Per serving: about -
cal 176
pro 27 g
total fat 7 g
sat. fat 2 g
carb 1 g
fibre 0
chol 72 mg
sodium 176 mg
% RDI: -
calcium 3
iron 11
vit A 1
vit C 2
folate 2

This roast is delicious sliced and served with potato salad or on a bun with your choice of mayonnaise and mustard, sauerkraut, coleslaw or corn relish.

Ingredients

  • 1 tbsp cumin seeds
  • 1-1/2 tsp coriander seeds
  • 1-1/2 tsp mustard seeds
  • 1-1/2 tsp whole allspice
  • 1-1/2 tsp black peppercorns
  • 1/2 tsp salt
  • 1/4 tsp cayenne pepper
  • 1 pork loin centre roast boneless, (3 lb/1.5 kg)

Preparation

In skillet over medium heat, toast cumin seeds, coriander seeds, mustard seeds, allspice and peppercorns until fragrant and seeds begin to pop, about 2 minutes; let cool. In clean coffee grinder or spice grinder, grind spices finely; add salt and cayenne pepper. Transfer to large bowl.

Add pork to bowl; rub spice mixture all over. Cover with plastic wrap; refrigerate for 4 hours. (Make-ahead: Refrigerate for up to 24 hours.)

Soak 7 cups (1.75 L) wood chips in water for 30 minutes; drain and place 4 cups (1 L) in foil pan. Cover and set remaining chips aside. Place foil pan with wood chips over 1 burner of 2-burner barbecue or over 1 outside burner of 3-burner barbecue. Place foil drip pan over opposite burner of 2-burner barbecue or under centre burner of 3-burner barbecue. Add enough water to pan to come 1 inch (2.5 cm) up side. Heat barbecue on high heat until chips smoke vigorously, about 20 minutes.

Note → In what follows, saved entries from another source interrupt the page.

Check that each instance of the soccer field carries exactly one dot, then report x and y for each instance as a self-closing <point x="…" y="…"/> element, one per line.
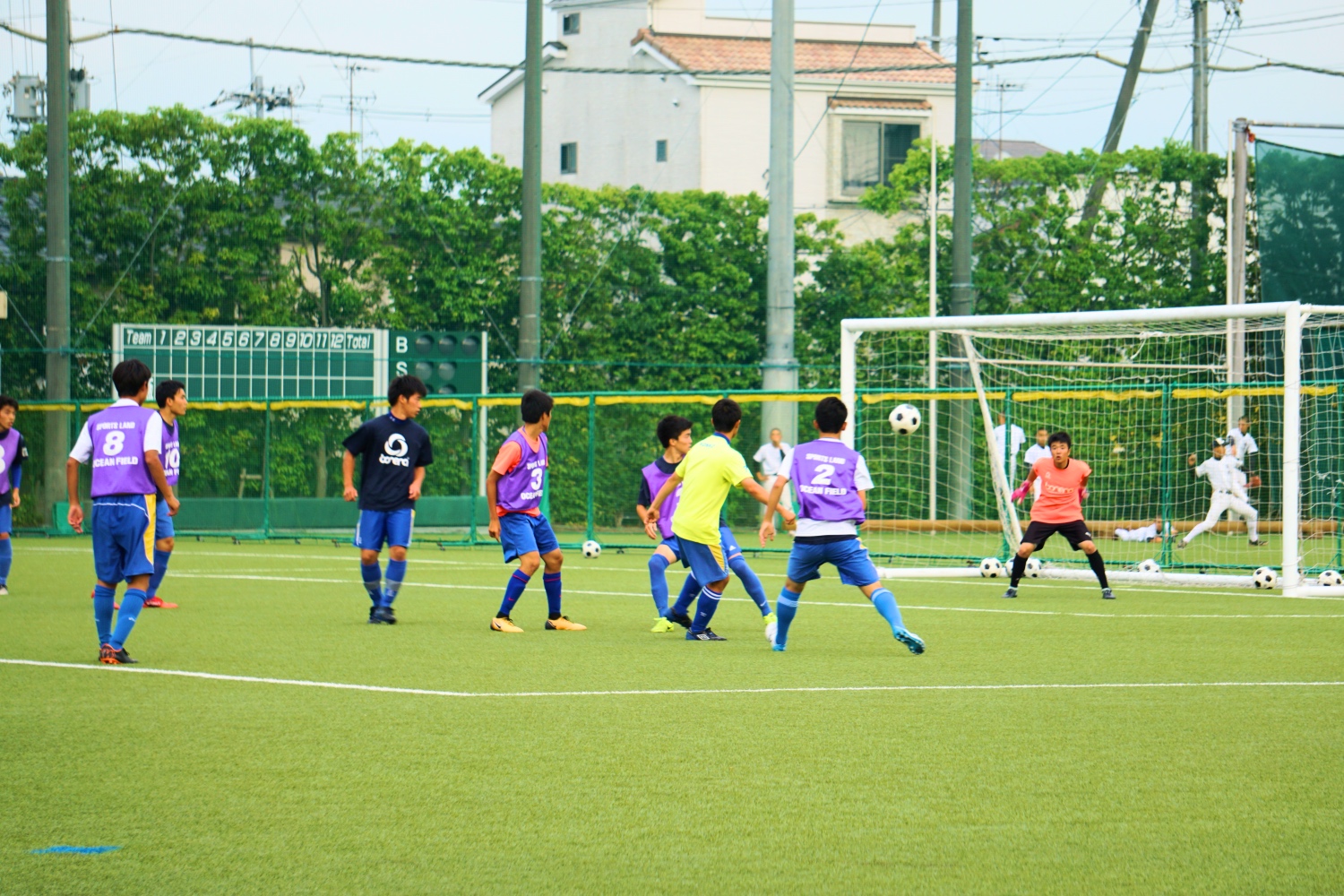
<point x="1172" y="740"/>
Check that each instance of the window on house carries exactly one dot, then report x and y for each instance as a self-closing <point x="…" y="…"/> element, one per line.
<point x="871" y="150"/>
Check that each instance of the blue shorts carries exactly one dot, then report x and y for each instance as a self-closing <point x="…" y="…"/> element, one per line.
<point x="707" y="562"/>
<point x="123" y="528"/>
<point x="849" y="556"/>
<point x="163" y="524"/>
<point x="384" y="527"/>
<point x="521" y="533"/>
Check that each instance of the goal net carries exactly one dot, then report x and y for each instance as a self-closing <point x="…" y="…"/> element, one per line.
<point x="1144" y="394"/>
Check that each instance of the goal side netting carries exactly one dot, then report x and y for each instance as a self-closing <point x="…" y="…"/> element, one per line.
<point x="1144" y="394"/>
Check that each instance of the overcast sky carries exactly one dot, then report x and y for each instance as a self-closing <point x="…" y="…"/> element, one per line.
<point x="1064" y="105"/>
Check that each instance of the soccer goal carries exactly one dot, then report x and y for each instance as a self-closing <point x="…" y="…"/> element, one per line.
<point x="1144" y="394"/>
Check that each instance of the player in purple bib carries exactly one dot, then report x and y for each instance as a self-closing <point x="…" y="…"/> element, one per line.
<point x="675" y="437"/>
<point x="124" y="444"/>
<point x="171" y="397"/>
<point x="13" y="450"/>
<point x="513" y="490"/>
<point x="831" y="482"/>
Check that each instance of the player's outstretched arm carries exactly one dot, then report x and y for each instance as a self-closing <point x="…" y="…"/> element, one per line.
<point x="74" y="516"/>
<point x="347" y="474"/>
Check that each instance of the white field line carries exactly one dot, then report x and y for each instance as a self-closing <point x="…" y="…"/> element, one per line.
<point x="585" y="567"/>
<point x="339" y="685"/>
<point x="814" y="603"/>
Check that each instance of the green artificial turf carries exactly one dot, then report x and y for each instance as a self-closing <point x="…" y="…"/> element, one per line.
<point x="215" y="786"/>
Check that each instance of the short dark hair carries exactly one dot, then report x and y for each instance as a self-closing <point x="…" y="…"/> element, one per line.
<point x="535" y="405"/>
<point x="726" y="414"/>
<point x="405" y="387"/>
<point x="831" y="414"/>
<point x="671" y="429"/>
<point x="131" y="376"/>
<point x="168" y="390"/>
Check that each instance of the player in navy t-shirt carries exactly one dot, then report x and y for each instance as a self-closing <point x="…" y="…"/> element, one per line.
<point x="395" y="452"/>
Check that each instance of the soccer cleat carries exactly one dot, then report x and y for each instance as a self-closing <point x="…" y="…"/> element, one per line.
<point x="504" y="624"/>
<point x="680" y="618"/>
<point x="113" y="657"/>
<point x="910" y="640"/>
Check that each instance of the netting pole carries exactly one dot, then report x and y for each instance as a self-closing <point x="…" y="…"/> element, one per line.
<point x="1292" y="440"/>
<point x="265" y="476"/>
<point x="591" y="460"/>
<point x="1167" y="477"/>
<point x="476" y="452"/>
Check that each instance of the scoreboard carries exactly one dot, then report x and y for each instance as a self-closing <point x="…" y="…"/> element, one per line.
<point x="228" y="363"/>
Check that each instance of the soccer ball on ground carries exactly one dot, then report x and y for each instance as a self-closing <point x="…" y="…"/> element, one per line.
<point x="905" y="419"/>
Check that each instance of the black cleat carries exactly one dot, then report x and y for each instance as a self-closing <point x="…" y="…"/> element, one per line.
<point x="680" y="618"/>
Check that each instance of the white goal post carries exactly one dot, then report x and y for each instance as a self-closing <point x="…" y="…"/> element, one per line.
<point x="1148" y="392"/>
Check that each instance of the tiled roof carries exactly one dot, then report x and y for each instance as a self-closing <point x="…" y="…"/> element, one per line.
<point x="707" y="53"/>
<point x="863" y="102"/>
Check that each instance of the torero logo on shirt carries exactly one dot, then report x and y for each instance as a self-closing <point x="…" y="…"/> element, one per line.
<point x="395" y="450"/>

Turn burner under drip pan off; reduce heat of lit burner to medium. Place pork on greased grill over drip pan. Close lid and smoke/roast until meat thermometer inserted in centre registers 160°F (70°C), about 1œ hours, adjusting heat if necessary to maintain temperature at about 325°F (160°C), making sure it does not drop below 225°F (110°C) and adding reserved wood chips if necessary.

Transfer to cutting board and tent with foil; let stand for 10 minutes before slicing.

Additional information : Variation
Spiced Pork Loin: Omit wood chips and smoking instructions. Place drip pan under 1 burner of 2-burner barbecue or centre burner of 3-burner barbecue. Heat burners without drip pan to medium. Place roast on greased grill over unlit burner; close lid and grill, adjusting heat if necessary to maintain temperature, until meat thermometer inserted in centre registers 160°F (70°C), about 1-1/4 hours.